Personal information
- Born: July 23, 1914 Philadelphia, Pennsylvania, United States
- Died: March 1, 2012 (aged 97) Roscoe, New York, United States
- Height: 1.70 m (5 ft 7 in)
- Weight: 61 kg (134 lb)

Sport
- Sport: Athletics
- Event: High jump
- Club: St. George's Dragon Club of New York

Achievements and titles
- Personal best: 1.61 m (1935)

= Alice Arden (athlete) =

American high jumper (1914–2012)

Alice Jean Arden-Hodge (July 23, 1914 – March 1, 2012) was an American athlete who competed in the women's high jump event at the Olympic games in Berlin in 1936. Raised in Long Island, New York, Arden won ten athletic letters during her high school career across several different sports. The only woman from the New York City area to have been selected for the 1936 Summer Olympics women's team, Arden placed ninth in the high jump event and never competed in the sport again. Soon after, she married basketball player Russell Hodge and together they had three children, one of whom was Russ Hodge, a decathlete at the 1964 Summer Olympics in Tokyo. As of 2008, Arden and Hodge's participation make them the only mother-son Olympians in American history.

==Early life==
Arden was born in Philadelphia, Pennsylvania, but grew up in Long Island, New York. Her father, Ray Arden, was an inventor who held over 400 patents. During her athletic career at Baldwin High School in New York, she won ten athletic letters in basketball, field hockey and athletics, and broke Babe Didrikson's high jump record. Arden had made what would become the best jump of her career in 1935, when she achieved a height of 1.613 m (5'3½").

==Olympic career==
Arden finished second in the Olympic trials in Providence, Rhode Island, behind only Annette Rogers.
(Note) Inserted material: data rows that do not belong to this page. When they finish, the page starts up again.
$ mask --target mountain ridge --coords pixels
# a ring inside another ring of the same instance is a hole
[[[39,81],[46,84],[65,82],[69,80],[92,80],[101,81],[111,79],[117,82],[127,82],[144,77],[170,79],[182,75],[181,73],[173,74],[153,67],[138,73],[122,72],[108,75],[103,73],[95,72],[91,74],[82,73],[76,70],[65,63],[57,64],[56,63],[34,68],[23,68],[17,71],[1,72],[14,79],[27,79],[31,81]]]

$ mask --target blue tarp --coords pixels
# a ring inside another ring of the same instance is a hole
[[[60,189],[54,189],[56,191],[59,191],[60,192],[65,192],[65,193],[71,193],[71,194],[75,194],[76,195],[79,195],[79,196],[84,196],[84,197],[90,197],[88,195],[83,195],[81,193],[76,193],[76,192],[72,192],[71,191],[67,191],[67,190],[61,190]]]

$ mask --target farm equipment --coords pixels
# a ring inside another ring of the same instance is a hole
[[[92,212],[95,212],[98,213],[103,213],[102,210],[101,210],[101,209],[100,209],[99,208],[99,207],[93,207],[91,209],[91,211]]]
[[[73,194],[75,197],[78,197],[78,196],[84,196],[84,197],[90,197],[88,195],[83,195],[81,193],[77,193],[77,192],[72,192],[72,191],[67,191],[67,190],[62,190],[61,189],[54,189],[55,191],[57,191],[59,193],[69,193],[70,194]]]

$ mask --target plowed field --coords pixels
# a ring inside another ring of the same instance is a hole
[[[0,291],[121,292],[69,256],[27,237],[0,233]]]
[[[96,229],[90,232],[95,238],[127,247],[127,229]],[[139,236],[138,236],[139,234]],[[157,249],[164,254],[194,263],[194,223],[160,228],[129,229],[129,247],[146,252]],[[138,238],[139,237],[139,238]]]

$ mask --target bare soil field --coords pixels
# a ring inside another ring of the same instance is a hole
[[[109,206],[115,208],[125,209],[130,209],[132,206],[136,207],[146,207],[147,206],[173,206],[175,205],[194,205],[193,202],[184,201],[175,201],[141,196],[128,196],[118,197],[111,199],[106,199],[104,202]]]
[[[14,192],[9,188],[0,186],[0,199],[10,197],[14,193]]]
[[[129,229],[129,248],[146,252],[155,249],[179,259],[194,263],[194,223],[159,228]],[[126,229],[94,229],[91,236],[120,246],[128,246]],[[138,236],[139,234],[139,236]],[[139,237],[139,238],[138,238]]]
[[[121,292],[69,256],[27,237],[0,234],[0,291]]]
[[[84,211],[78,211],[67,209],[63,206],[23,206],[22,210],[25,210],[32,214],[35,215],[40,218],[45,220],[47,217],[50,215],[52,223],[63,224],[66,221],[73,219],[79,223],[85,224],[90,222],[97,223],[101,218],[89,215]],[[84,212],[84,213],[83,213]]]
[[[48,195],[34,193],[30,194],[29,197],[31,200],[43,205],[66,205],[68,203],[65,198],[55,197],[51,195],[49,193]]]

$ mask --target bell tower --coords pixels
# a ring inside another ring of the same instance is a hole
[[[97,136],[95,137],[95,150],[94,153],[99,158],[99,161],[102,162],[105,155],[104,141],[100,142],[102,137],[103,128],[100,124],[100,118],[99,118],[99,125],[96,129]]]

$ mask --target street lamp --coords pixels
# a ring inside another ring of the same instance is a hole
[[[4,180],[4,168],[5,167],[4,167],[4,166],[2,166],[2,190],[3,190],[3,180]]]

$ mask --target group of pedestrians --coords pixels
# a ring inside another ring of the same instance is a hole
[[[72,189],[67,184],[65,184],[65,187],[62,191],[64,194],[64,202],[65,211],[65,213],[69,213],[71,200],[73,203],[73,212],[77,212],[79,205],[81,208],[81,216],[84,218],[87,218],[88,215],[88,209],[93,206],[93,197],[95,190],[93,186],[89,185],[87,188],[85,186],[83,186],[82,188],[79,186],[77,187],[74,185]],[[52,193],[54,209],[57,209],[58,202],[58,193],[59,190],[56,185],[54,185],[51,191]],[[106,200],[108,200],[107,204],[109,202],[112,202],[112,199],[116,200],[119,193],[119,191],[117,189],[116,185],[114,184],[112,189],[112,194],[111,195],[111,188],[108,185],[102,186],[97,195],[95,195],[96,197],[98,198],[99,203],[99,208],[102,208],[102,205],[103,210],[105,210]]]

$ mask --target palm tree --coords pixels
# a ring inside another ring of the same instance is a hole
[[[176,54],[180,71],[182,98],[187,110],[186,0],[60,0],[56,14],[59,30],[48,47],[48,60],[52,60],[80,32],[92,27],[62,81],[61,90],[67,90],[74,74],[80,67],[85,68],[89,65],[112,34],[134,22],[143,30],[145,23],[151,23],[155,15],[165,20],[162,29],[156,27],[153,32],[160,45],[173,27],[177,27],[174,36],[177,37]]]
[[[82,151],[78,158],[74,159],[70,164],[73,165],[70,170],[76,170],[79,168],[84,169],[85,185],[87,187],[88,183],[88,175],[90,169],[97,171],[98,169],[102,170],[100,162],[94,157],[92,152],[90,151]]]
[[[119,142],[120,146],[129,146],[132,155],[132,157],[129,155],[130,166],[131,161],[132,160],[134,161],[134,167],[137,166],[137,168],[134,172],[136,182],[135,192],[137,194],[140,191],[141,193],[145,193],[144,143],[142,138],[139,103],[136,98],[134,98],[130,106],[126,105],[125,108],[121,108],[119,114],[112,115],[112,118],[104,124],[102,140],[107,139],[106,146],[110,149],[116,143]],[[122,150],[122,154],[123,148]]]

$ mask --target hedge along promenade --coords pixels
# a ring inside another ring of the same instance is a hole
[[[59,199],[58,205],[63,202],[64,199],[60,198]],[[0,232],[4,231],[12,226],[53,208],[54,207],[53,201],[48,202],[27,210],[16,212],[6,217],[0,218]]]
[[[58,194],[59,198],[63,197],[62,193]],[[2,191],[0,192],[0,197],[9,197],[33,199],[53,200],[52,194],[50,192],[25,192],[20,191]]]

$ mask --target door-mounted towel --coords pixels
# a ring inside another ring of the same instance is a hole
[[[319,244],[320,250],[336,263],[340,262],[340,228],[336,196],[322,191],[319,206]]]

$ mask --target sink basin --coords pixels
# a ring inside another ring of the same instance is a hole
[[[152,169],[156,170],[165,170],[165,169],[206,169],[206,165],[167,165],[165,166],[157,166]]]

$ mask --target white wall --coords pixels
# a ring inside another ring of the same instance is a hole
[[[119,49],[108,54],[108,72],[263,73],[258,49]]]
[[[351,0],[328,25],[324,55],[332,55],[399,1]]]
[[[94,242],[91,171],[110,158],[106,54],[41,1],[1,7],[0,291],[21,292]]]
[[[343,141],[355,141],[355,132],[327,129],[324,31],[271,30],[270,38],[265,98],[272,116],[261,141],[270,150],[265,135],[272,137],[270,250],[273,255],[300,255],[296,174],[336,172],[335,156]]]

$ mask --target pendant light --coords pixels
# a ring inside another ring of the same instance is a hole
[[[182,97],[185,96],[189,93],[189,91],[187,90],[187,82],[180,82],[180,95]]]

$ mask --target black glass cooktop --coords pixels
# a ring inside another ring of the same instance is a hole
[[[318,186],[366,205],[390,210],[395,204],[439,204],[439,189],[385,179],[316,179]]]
She was selected to participate at the 1936 Summer Olympics in Berlin, the only female team member from the New York City area to participate in those games. Although $700 were raised for her trip, she was forced to return $200 due to Amateur Athletic Union regulations. She placed an equal ninth in the women's high jump event, with a height of 1.50 m., although this would have been eighth had it been discovered earlier that Dora Ratjen was actually a male. During the games, she forged strong friendships with many athletes and became lifelong friends with the head of the Turkish delegation. The Olympic Games, however, was her final competition.

==Later life==
Inspired by the associations that she made at the Olympic Games, Arden became involved in numerous Olympic committees, working towards increased female participation in the events. She played basketball for the Long Island Ducklings, where she met Russel "Rusty" Hodge, a semi-professional player. Hodge, a center for the Liberty Emeralds, and Arden, also a center, were married in 1937. They had a son, Russ Hodge, in 1939 and moved from Monticello, New York, to Roscoe, New York, that same year. There, the Hodges operated a dairy farm and, later, furniture and gravel stores. Arden had a total of three children.
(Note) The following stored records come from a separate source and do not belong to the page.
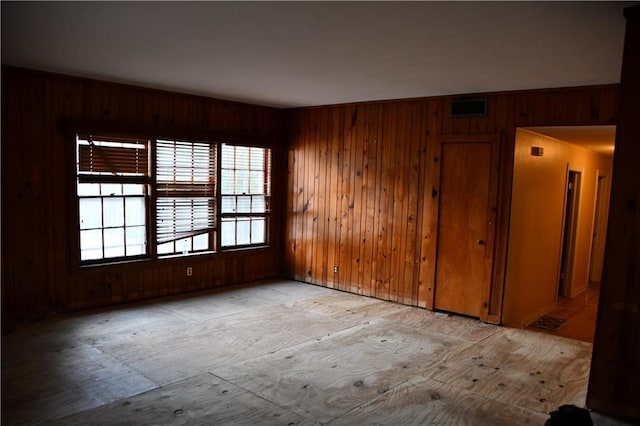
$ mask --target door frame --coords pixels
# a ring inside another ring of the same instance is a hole
[[[496,231],[497,231],[497,219],[499,199],[498,191],[500,188],[500,141],[501,135],[495,133],[489,134],[470,134],[470,135],[437,135],[434,136],[430,143],[427,145],[430,149],[427,152],[427,158],[433,159],[431,164],[432,169],[428,174],[429,178],[425,183],[425,213],[430,214],[435,220],[428,221],[429,227],[424,232],[431,236],[431,250],[426,257],[430,259],[430,264],[424,273],[419,274],[421,277],[431,283],[429,291],[425,294],[426,308],[433,310],[435,306],[435,279],[437,265],[437,252],[438,252],[438,225],[440,218],[440,176],[442,173],[442,147],[444,144],[450,143],[489,143],[491,145],[491,160],[489,171],[489,200],[487,202],[487,232],[486,232],[486,255],[485,255],[485,273],[489,274],[488,279],[484,279],[485,288],[482,291],[484,301],[480,311],[480,320],[485,322],[499,323],[500,318],[495,315],[489,314],[489,308],[491,303],[492,292],[495,290],[496,285]],[[431,182],[429,182],[431,180]],[[427,190],[431,191],[431,194],[427,194]],[[430,195],[430,196],[427,196]]]

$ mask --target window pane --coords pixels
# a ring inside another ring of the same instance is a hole
[[[102,252],[102,230],[80,231],[80,250],[99,249]],[[102,253],[100,253],[102,256]]]
[[[80,260],[102,259],[102,248],[91,250],[80,250]]]
[[[102,199],[80,199],[80,229],[96,229],[102,227]]]
[[[253,219],[251,221],[251,244],[262,244],[266,242],[264,230],[264,219]]]
[[[144,226],[134,226],[126,228],[126,236],[128,256],[145,254],[147,252]]]
[[[233,246],[236,244],[236,223],[235,220],[223,220],[221,224],[221,242],[223,246]]]
[[[264,149],[251,148],[251,170],[264,169]]]
[[[144,195],[144,185],[137,183],[125,183],[122,185],[124,195]]]
[[[191,238],[183,238],[176,241],[176,249],[180,250],[180,253],[187,254],[191,251]]]
[[[238,213],[251,213],[251,197],[238,197]]]
[[[122,195],[122,184],[120,183],[103,183],[102,195]]]
[[[196,235],[193,237],[194,250],[207,250],[209,248],[209,234]]]
[[[223,194],[234,193],[233,177],[234,177],[233,170],[222,170],[221,191]]]
[[[236,170],[234,194],[247,194],[249,192],[249,171],[248,170]]]
[[[222,145],[222,168],[232,169],[235,161],[235,149],[233,145]]]
[[[222,213],[234,213],[236,211],[236,197],[222,197]]]
[[[251,212],[252,213],[265,213],[267,211],[267,202],[264,195],[254,195],[251,197]]]
[[[78,195],[100,195],[99,183],[78,183]]]
[[[144,198],[127,197],[124,199],[124,203],[126,208],[126,225],[144,225]]]
[[[236,169],[249,170],[249,147],[236,146]]]
[[[238,219],[237,222],[237,229],[238,229],[238,236],[237,236],[237,244],[238,245],[244,245],[244,244],[250,244],[251,243],[251,239],[250,239],[250,224],[251,222],[249,221],[249,219],[247,218],[243,218],[243,219]]]
[[[104,230],[104,257],[124,256],[124,228]]]
[[[158,254],[171,254],[175,253],[173,241],[164,244],[158,244]]]
[[[252,194],[264,194],[264,172],[249,172],[251,173],[251,183],[249,185],[249,191]]]
[[[102,202],[104,226],[123,226],[124,225],[124,206],[123,198],[104,198]]]

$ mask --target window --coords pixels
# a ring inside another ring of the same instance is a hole
[[[80,260],[145,255],[148,141],[76,142]]]
[[[95,135],[76,148],[83,263],[268,243],[267,148]]]
[[[222,144],[222,247],[267,242],[270,171],[269,150]]]
[[[158,254],[186,254],[214,246],[215,160],[215,144],[156,142]]]

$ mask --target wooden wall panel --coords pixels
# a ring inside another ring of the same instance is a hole
[[[587,405],[640,423],[640,6],[627,19],[620,117]]]
[[[3,327],[54,311],[278,275],[287,210],[282,204],[283,117],[273,108],[3,66]],[[74,266],[74,148],[62,126],[69,118],[211,129],[268,140],[274,148],[272,247],[120,266]],[[193,267],[192,277],[186,277],[187,265]]]
[[[451,117],[449,97],[288,111],[285,273],[432,308],[439,190],[434,139],[495,135],[495,252],[482,319],[500,322],[516,127],[615,124],[618,87],[486,97],[488,115],[481,117]]]

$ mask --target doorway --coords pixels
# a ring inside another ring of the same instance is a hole
[[[598,177],[611,175],[614,140],[615,126],[517,129],[504,325],[553,317],[553,334],[593,340],[610,185]]]
[[[568,170],[565,184],[564,224],[562,247],[560,249],[560,274],[558,276],[558,296],[570,297],[573,279],[573,263],[576,251],[578,209],[580,207],[580,182],[582,172]]]
[[[441,141],[434,309],[485,315],[493,264],[495,143]]]

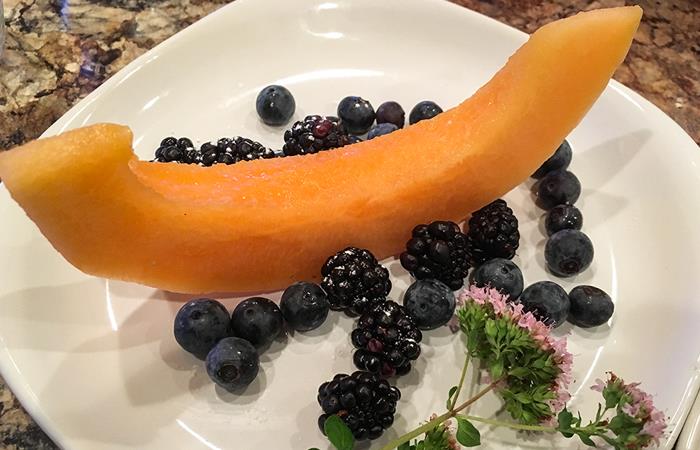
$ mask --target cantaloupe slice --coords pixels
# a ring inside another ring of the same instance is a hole
[[[283,288],[348,245],[397,254],[415,224],[461,220],[526,179],[603,91],[640,17],[546,25],[461,105],[338,150],[150,163],[127,128],[102,124],[0,154],[0,178],[87,273],[191,293]]]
The younger Hodge competed in the decathlon at the 1964 Summer Olympics in Tokyo, where he placed ninth. On his mother's 52nd birthday, he set a world record in a decathlon event in Los Angeles. Arden's husband died in 2001. In August 2003, both Arden and her son were honoured with the Sullivan County Historical Society "History Maker" award. They are the only mother-son Olympians in the history of the United States. Still active in swimming at the age of 90, Arden died on March 1, 2012, at the age of 97.